Après j’ai distribué les pubs en boîtes aux lettres. « c’est cool, à part que vous êtes dehors quand des fois il pleut, quoi » qu’elle disait, la conseillère en insertion…à part que c’est une tonne, je déconne pas, une tonne, de papier par jour à déliasser, trier, reliasser, porter, poser, reporter, poser, déposer. A part que ta bagnole elle peut pas gérer la charge, donc tu fais en deux ou trois fois. A part que tu te casses le dos, que tu casses ta bagnole, ce qui sera très utile pour ton avenir, et qu’en prime tes heures de travail sont calculées par un logiciel qui dit que t’es encore une fois une branleuse parce que ça devait faire 30 heures la semaine y’a aucune raison que t’en aies fait 50. C’est cool tu taffes t’es mieux vu. Très peu mieux, finalement. Pis tu le sens pas trop parce que t’es à l’hosto. Pour ton dos.

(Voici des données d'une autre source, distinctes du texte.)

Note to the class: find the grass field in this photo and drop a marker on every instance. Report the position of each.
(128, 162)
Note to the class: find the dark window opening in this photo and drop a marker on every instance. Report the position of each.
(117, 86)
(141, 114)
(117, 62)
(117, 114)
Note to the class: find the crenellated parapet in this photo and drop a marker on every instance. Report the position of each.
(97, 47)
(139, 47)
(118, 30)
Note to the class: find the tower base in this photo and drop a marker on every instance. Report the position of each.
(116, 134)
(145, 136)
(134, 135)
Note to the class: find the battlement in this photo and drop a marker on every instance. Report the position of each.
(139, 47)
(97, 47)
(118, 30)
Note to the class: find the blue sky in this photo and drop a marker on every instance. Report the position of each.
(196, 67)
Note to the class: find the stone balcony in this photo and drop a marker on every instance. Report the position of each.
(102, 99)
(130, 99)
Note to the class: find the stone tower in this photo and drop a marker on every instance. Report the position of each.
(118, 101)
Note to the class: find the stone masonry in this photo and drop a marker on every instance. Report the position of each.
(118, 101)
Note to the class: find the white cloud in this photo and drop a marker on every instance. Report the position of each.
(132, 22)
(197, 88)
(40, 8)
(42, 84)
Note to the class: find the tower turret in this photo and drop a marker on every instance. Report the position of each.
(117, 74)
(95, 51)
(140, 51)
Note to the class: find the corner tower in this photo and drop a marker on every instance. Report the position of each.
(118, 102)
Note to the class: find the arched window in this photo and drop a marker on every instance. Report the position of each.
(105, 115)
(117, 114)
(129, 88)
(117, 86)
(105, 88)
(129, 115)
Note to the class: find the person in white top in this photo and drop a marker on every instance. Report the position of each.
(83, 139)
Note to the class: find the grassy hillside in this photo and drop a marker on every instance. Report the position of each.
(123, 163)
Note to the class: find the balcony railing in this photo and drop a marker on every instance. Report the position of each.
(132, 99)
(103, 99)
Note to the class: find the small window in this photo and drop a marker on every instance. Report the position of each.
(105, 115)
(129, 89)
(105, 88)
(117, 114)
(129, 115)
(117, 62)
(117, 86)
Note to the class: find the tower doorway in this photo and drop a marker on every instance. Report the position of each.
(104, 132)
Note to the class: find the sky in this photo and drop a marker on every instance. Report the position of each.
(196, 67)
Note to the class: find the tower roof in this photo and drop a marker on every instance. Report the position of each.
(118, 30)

Le mieux que j’ai eu c’est commerciale chez les particuliers. Porte à porte. Là c’était le pompon. 6 mois de taf au smic à courir après des primes inaccessibles (on va quand même pas te donner un secteur porteur, toi t’auras la cambrousse et les pauvres, interdit de penser, y’a pas de mauvais secteur on te dit bordel, mais lol). Tu vois fallait prendre rendez-vous par téléphone, aller chez les gens, déballer ton argumentaire, signer. Encore une fois, horaires décalés, nounou au black, samedis niqués, etc, hein. Mais bon, je suis pas une branleuse, bordel.

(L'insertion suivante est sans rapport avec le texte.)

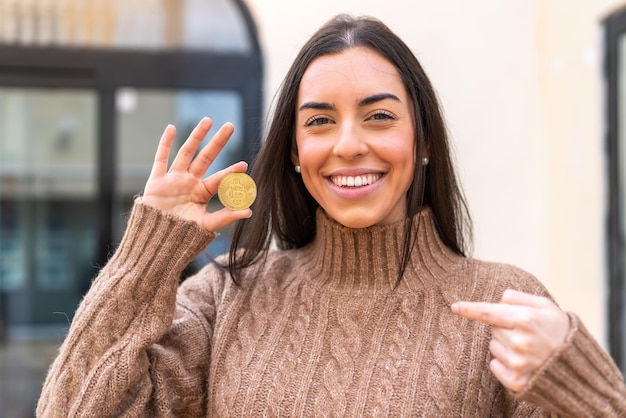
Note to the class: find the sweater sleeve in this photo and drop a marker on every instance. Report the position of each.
(580, 379)
(128, 351)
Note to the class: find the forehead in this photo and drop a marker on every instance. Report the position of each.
(358, 69)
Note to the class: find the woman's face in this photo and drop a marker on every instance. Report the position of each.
(355, 137)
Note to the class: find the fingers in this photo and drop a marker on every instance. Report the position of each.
(501, 315)
(161, 158)
(209, 153)
(188, 150)
(515, 297)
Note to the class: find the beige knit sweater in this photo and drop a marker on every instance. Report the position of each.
(314, 332)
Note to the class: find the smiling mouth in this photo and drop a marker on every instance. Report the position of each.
(355, 181)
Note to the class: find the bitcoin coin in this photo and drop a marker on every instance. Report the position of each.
(236, 191)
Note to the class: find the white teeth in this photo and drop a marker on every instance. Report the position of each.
(355, 181)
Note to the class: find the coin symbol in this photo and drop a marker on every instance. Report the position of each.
(236, 191)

Tout ça pour qu’un jour un client veuille annuler une vente. Bah il a le droit, vente à domicile, 7 jours de réflexion, je lui avais dit, hein, chuis pas comme ça moi tsé. Brave, le client, il a téléphoné pour avertir. Le chef a refusé. Pas moi, le chef. Il lui a pas dit qu’il fallait envoyer le coupon d’annulation en recommandé. Il lui a mis un huissier au cul. Pas moi, le chef. Le client a été acculé. Il a déposé plainte. Pas contre moi, contre mon patron, hein. Moi entre temps j’ai changé de taf, tu sais bosser pour des enfoirés ça lasse, chuis pas une branleuse mais je suis pas une forceuse non plus pis j’y gagnais même pas de quoi payer la nounou.

Deux ans après je me suis retrouvée au pénal. Sisisi. Au pénal.

La procédure d’annulation conflictuelle avait suivi son cours et juridiquement il fallait me retomber sur la gueule. Le client a donc plaidé la vente forcée. Oh c’était joli, crois-moi…comme je fais 48 kilos il pouvait pas dire que j’étais impressionnante, donc il a joué sur la « séduction ». Je te laisse imaginer comment c’était chouette, l’argumentaire. Ouais, hein. Son avocat quand je l’ai appelé il m’a dit : « ne le prenez pas personnellement, c’est obligé, juridiquement, pour pouvoir remonter après faut passer par vous, c’est comme ça ». C’est comme ça. Je ne suis rien. Un pion. Faut me péter ma vie en douze pour que môssieur puisse faire son petit procès, on me pète ma vie en douze. Faut pas le prendre personnellement.

Le pénal c’est super chouette comme expérience, je t’assure. Faut pas le prendre personnellement.

T’es recherché comme Mesrine, déjà, on interroge les fichiers sécu pour te retrouver, on téléphone aux toubibs et aux pharmaciens chez qui tu es allée dans les derniers mois. Oui parce que la France juste consulter l’annuaire ou se baser sur tes coordonnées bancaires qui ont quand même servi à te payer quand tu bossais chez ce patron-là, elle sait pas, tu penses. Mais aller en uniforme et en camion de gendarmes chez ton médecin traitant pour « recherche de personne impliquée dans un dossier d’abus de faiblesse », ça, la France, elle sait. Et ça on te le dit pas, c’est ton toubib, six mois après, qui t’en parle. Tu te sens super bien dans ton quartier, d’un coup, quand t’apprends ça.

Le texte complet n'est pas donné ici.